Nearby Bashir Aqel stood at his smashed doors, saying not a single part of his four-storey house was left unscathed by the battle. The facades of most of his neighbors' buildings were also scarred by bullets or shrapnel.

Along Saladin Street, the main thoroughfare leading into the city center, hardly a metal workshop was left intact after Sunday's fighting and the raids which pushed deep into the heart of the sprawling coastal metropolis.

Not far from the industrial area of workshop and mechanics' garages, Mohammed Dahdur, 60, stared at the remains of his dynamited house and tried to understand what happened to him.

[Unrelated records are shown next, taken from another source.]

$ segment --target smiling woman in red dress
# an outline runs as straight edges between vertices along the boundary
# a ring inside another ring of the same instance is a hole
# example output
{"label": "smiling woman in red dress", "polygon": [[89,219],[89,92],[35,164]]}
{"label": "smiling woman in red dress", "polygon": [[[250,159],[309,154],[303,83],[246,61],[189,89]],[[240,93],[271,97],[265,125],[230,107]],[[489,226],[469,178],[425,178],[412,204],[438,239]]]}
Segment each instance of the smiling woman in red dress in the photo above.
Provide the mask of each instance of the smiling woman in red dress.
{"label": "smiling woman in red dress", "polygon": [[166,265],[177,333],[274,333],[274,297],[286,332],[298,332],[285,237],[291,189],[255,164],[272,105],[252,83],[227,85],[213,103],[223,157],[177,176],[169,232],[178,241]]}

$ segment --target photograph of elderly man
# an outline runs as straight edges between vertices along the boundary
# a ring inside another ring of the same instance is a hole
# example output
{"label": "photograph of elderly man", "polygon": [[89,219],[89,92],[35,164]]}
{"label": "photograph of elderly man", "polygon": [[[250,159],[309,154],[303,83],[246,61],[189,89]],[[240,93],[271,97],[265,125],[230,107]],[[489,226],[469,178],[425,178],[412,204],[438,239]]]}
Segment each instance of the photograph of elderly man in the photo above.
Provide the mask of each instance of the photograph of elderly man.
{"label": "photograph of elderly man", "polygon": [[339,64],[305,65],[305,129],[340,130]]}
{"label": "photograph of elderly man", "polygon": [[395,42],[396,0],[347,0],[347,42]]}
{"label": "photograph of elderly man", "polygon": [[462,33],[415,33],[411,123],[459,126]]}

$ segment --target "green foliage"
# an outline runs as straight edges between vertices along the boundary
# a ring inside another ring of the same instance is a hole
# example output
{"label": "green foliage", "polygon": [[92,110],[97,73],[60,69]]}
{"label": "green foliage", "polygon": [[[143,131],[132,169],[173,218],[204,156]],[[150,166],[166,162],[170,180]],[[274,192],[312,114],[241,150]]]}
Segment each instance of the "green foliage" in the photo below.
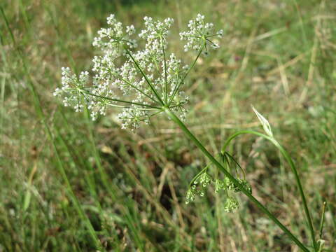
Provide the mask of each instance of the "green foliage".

Muttering in shock, he blamed Israeli Prime Minister Ariel Sharon, accusing him of using the show of strength to bolster his image ahead of Tuesday's general elections in the Jewish state.

"Sharon wanted success in the election to be written in our blood our children's blood, with the stone from our houses," he said.

Workshop owner Mussa Abu Shaaban, who used to employ dozens of workers, agreed.

"This is a cowardly operation, Sharon is trying to justify his failure to provide peace and security for the Israelis. We are not giving up and not leaving our land whatever the Israeli war going to be," he said.

Beside him children picked through the rubble trying to salvage what they could.

One 15-year-old boy, Wassim, said the destruction made him more determined to study hard and become a lawyer, to "defend my people who are oppressed by the Israeli occupation."

But a member of Palestinian leader Yasser Arafat's Fatah faction promised a more immediate response.

"We will gather our pain today, but tomorrow we'll strike back," he said.